As someone who has served, I know that this day is not only about honouring the men and women who fought on foreign soil but also the families who lived through the uncertainty and pain of waiting, worrying, and mourning. My grandfather was one of those men who answered the call. Like many others, he didn’t talk much about the war—what he saw, what he lost. And while I was still young when I knew him—perhaps too young to fully appreciate then, I could see it in the quiet moments when he’d sit at the table, staring off into space, lost in thoughts of a past too heavy to share.
I remember the silence at our dinner table during visits—no one spoke about what weighed on him. There was no need to, really. His service spoke for itself. But it was in those quiet moments that I understood that Remembrance Day is not just a day to honour the fallen. It’s a day to acknowledge the silence that exists between the past and the present, the unsaid grief, the invisible scars.
Those who served—and continue to serve—are often thought of as heroes. But another group carries a quieter, less visible form of sacrifice: the families left behind. We often speak of the bravery of servicemen and servicewomen in the field. But there is also bravery in those who wait at home, endure the uncertainty of deployment, and carry the burden of grief long after the uniforms are put away.

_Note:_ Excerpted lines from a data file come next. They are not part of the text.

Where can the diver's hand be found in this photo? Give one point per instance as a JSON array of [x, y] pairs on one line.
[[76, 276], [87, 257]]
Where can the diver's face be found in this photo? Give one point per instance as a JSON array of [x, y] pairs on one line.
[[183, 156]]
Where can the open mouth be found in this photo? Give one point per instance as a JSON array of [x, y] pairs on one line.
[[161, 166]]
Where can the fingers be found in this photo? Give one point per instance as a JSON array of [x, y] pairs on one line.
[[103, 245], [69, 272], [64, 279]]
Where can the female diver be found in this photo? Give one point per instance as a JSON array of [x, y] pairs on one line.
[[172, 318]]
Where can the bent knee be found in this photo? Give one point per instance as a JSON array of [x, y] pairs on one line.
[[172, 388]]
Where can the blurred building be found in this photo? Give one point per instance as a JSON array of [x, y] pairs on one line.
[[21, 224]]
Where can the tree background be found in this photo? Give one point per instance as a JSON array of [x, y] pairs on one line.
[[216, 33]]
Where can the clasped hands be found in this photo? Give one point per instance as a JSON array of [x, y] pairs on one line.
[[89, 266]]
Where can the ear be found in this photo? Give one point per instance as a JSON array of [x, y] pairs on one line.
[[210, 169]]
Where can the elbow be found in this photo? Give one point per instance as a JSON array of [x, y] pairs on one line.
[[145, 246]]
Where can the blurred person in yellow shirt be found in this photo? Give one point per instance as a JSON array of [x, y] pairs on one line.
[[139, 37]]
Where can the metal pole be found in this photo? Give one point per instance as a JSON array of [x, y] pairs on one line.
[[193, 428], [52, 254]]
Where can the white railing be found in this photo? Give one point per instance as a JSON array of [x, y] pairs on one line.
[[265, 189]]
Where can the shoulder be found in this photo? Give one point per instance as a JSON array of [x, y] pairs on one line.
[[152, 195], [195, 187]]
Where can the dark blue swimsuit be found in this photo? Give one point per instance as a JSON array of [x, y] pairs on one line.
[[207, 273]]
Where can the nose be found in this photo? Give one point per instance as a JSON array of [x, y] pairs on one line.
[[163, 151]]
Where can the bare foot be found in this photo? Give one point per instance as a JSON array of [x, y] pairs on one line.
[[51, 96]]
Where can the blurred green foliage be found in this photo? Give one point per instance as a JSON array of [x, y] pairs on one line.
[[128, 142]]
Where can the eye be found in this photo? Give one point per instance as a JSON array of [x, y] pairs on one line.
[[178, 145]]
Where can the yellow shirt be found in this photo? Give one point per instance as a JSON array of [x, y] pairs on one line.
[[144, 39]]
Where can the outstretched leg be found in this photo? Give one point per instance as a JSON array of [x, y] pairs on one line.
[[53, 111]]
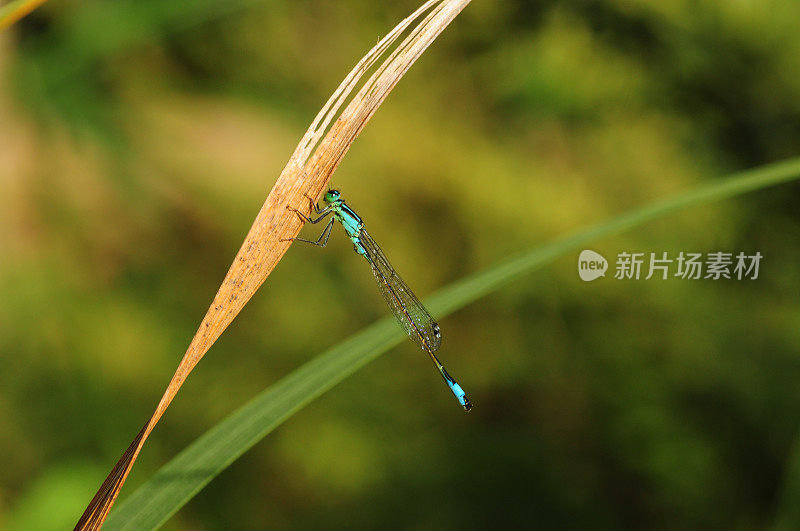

For every soldier who leaves, there is someone who remains—waiting for letters, phone calls, and a return that may never come. For every soldier who returns home, there is the silent recalibration of a family that has lived in a world without them. We, the ones who stay, may never fully understand the depth of the experiences our loved ones had in combat, but we, too, carry the weight of their absence. It is a quiet, often unacknowledged grief—a grief that is not just about the loss of a life but the loss of the future that could have been.
On Remembrance Day, we do more than remember the soldiers who fought. We recognize the weight of their sacrifice, the lives interrupted, and the families changed in ways they may never fully comprehend. But it’s also a day of connection—where, through silence, we find a shared understanding. The pause in time brings us together, even as we stand apart in our personal memories.
There is something universal in that stillness—a recognition that the past has shaped the present and will continue to shape the future. It’s in the quiet of the two-minute silence that we are reminded of the ongoing cost of war, not only in the loss of life but in the ripples that spread outward to affect generations. It’s a moment when we realize that memory, like grief, is a process that never truly ends. We remember, yes—but we also continue to feel the absence, the hole left in our hearts, families, and communities.
In the quiet, we acknowledge what words cannot convey: the unspoken grief of families who never stop missing their loved ones, the weight of living with the memory of their absence. It’s a silence that binds us, a silence that carries the full weight of their sacrifice, and in that silence, we find a way to remember—not just those who served but everyone they left behind.
When the silence lifts, we return to the world around us. But something stays with us: the quiet understanding that what we remember today is not just about the past. It’s about the present. It’s about recognizing the sacrifices made by so many and acknowledging the deep, lasting impact of those sacrifices on the families who carry their memory forward.
As we wear our poppies and stand in silence, we are reminded that remembrance is not only a solitary act. It is a shared moment of reflection, a chance for us to honour not just those who have served but those who still bear the weight of that service. And in that quiet, we find a space for healing—a space where we can honour the past while moving forward together in the present.